Intra-tumoral heterogeneity of gemcitabine delivery and mass transport in human pancreatic cancer.
Academic Article
Overview
abstract
There is substantial heterogeneity in the clinical behavior of pancreatic cancer and in its response to therapy. Some of this variation may be due to differences in delivery of cytotoxic therapies between patients and within individual tumors. Indeed, in 12 patients with resectable pancreatic cancer, we previously demonstrated wide inter-patient variability in the delivery of gemcitabine as well as in the mass transport properties of tumors as measured by computed tomography (CT) scans. However, the variability of drug delivery and transport properties within pancreatic tumors is currently unknown. Here, we analyzed regional measurements of gemcitabine DNA incorporation in the tumors of the same 12 patients to understand the degree of intra-tumoral heterogeneity of drug delivery. We also developed a volumetric segmentation approach to measure mass transport properties from the CT scans of these patients and tested inter-observer agreement with this new methodology.

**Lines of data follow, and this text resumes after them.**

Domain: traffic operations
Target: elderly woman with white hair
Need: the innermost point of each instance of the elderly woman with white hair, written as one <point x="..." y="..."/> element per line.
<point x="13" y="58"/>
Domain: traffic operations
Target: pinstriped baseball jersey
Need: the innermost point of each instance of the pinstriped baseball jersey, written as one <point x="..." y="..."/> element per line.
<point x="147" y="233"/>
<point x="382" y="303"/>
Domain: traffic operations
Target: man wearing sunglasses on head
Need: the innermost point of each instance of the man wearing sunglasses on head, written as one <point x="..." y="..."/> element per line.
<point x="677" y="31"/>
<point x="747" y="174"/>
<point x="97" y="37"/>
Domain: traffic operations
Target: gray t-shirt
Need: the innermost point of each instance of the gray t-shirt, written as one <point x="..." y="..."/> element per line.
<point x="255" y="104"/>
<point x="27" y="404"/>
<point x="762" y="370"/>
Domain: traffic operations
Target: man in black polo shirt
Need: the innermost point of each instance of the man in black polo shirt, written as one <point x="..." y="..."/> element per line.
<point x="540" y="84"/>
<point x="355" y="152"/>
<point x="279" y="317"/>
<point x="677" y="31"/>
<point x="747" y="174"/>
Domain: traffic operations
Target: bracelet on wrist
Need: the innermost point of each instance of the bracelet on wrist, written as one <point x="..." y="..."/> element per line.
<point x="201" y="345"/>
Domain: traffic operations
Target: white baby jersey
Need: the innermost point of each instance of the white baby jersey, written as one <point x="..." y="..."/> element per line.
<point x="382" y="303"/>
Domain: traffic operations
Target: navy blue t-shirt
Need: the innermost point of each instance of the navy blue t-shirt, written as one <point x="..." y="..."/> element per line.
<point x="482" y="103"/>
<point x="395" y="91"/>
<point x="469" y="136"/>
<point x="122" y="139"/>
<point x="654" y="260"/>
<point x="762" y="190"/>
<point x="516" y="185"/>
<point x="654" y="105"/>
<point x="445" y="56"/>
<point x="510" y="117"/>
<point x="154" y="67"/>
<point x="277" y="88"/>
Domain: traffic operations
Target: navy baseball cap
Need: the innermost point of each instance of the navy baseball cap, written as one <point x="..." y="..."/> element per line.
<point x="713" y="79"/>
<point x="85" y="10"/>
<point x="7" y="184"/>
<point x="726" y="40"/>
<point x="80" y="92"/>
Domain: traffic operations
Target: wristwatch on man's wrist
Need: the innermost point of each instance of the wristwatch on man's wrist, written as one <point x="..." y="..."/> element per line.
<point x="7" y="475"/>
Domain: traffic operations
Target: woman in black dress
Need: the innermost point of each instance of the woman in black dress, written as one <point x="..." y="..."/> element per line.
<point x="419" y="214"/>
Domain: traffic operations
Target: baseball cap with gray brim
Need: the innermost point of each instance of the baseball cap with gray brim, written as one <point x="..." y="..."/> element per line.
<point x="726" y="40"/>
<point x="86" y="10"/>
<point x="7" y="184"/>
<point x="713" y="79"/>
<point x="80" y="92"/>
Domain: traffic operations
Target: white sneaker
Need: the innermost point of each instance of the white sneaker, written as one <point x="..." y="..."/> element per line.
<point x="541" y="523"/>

Our results demonstrate significant heterogeneity of gemcitabine delivery within individual pancreatic tumors and across the patient cohort, with gemcitabine DNA incorporation in the inner portion of the tumors ranging from 38 to 74% of the total. Similarly, the CT-derived mass transport properties of the tumors had a high degree of heterogeneity, ranging from minimal difference to almost 200% difference between inner and outer portions of the tumor. Our quantitative method to derive transport properties from CT scans demonstrated less than 5% difference in gemcitabine prediction at the average CT-derived transport value across observers. These data illustrate significant inter-patient and intra-tumoral heterogeneity in the delivery of gemcitabine, and highlight how this variability can be reproducibly accounted for using principles of mass transport. With further validation as a biophysical marker, transport properties of tumors may be useful in patient selection for therapy and prediction of therapeutic outcome.